Oh dear. That’s really far off. “Resisting self-destruction” isn’t a topic at all in that paper. Do you think that’s what we mean by “robustness?” Because it’s not.

What the paper shows is that large gene expression networks are more robust to small changes, and then shows that the nature of these networks (in mammals and yeast) are such that both evolvability and robustness can coexist.

Look, that paper is pretty technical, and I think it would be unreasonable to expect you to understand it. I know that you are lacking a lot of basic biological fluency, which merely reflects your finitude (who has the time to read everything?) and your background, which seems to involve almost no biological problem-solving or analysis. I think some of the review articles that I pointed you to might be better places to start. But there is no way forward for you that doesn’t involve learning the basics of biology.

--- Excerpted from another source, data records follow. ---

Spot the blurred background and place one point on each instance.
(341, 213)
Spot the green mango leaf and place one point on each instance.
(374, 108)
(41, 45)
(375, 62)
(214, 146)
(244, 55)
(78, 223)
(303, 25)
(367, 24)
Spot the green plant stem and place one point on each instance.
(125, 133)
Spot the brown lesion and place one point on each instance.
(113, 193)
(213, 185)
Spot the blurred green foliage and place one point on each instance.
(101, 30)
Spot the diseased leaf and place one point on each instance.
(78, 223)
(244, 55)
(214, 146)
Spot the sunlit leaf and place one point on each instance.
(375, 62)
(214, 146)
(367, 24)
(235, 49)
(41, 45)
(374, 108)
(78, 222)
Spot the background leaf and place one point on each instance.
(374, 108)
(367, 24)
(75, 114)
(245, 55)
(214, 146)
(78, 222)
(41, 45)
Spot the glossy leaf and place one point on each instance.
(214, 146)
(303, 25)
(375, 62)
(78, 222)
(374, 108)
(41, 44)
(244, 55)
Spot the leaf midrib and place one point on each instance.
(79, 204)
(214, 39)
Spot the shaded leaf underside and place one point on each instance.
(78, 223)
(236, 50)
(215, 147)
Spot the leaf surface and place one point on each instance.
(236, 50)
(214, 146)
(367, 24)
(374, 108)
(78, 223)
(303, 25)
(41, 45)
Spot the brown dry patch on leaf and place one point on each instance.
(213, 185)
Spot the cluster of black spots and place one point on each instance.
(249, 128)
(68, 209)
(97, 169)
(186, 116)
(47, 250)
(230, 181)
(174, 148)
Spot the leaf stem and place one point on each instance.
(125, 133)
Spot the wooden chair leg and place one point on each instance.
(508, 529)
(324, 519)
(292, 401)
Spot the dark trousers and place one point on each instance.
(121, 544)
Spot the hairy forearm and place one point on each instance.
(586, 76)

Robustness to mutational change is a fact of biology. We know a lot about how it works (the HSP90 subfield is absolutely remarkable), and yet there is much we don’t know. If you find yourself doubting robustness to change in cells, then you should take that as an indication that you still have a lot of basic stuff to learn.

(Raymond Isbell) #339

I keep asking because I don’t get a coherent answer. Instead I get a lot circular reasoning. RFR is present to protect the cell from destructive mutations so that evolution can happen. Where does RFR come from? Evolution! You’ve completed the circle.

(Randy) #340

I think you have to look at other evidence for evolution to put it all together.

(Raymond Isbell) #341

Time will tell. Thanks for the encouraging tone.